Überraschend deutlich hatte der Niederländer auch einige Spieler kritisiert: vor einem Monat Ekitiké, als der sich wegen Trikotausziehens einen überflüssigen Platzverweis einhandelte (laut Slot eine „dumme“ Aktion); und ein Spiel später den aus Leverkusen geholten Jeremie Frimpong, den er wegen eines Stellungsfehlers für ein entscheidendes Gegentor verantwortlich machte. Zudem echauffierte sich Slot wiederholt über die unattraktive Spielweise der Gegner. Damit lieferte er seinen Teams quasi ein Alibi für die jüngsten Schlappen. Die Lösung gegen Mannschaften, die über lange Pässe und Standards Liverpools Rhythmus brechen wollen, würde ja voraussetzen, deren Strategie zu akzeptieren – und konsequent dagegenzuhalten.

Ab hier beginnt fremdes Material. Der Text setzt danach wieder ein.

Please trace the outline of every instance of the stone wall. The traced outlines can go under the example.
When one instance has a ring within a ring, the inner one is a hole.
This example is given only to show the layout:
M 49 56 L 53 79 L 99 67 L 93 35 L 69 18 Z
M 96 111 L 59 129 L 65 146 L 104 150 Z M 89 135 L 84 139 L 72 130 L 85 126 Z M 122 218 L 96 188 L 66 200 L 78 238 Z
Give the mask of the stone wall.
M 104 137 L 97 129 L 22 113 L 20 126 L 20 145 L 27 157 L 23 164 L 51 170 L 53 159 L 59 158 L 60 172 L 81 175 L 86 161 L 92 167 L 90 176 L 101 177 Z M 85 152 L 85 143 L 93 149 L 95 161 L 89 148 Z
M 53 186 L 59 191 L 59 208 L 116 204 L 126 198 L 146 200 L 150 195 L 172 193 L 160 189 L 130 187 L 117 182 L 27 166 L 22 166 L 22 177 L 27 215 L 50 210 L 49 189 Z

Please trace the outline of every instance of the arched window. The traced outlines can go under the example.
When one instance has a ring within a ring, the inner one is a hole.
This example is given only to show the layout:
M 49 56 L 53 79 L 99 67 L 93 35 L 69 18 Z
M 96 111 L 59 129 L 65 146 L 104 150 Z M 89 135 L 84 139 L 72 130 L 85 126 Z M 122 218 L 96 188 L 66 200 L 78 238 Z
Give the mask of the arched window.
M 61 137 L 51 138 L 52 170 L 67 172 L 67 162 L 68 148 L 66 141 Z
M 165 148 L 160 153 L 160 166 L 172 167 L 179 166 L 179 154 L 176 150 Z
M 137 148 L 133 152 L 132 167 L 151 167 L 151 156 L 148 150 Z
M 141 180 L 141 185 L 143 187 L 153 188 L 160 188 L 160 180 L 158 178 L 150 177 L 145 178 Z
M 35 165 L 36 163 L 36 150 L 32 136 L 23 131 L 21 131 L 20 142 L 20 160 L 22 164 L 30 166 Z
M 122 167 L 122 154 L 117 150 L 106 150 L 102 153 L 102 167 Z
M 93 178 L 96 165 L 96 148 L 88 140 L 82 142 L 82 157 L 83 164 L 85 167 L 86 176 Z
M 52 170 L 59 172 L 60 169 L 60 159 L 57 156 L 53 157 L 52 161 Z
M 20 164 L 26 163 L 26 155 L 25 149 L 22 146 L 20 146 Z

Wegen seiner starken Debütsaison genießt Slot in Liverpool weiter vollen Rückhalt. Auch an Klopp ließ das Management in vereinzelt schwierigen Phasen nie Zweifel aufkommen. Slot hatte nach seiner Übernahme von Klopps klarem Spielansatz, den scharfen Abläufen und der körperlichen Robustheit der Mannschaft profitiert. Diese Qualitäten muss der Niederländer nun ins Team zurückbringen.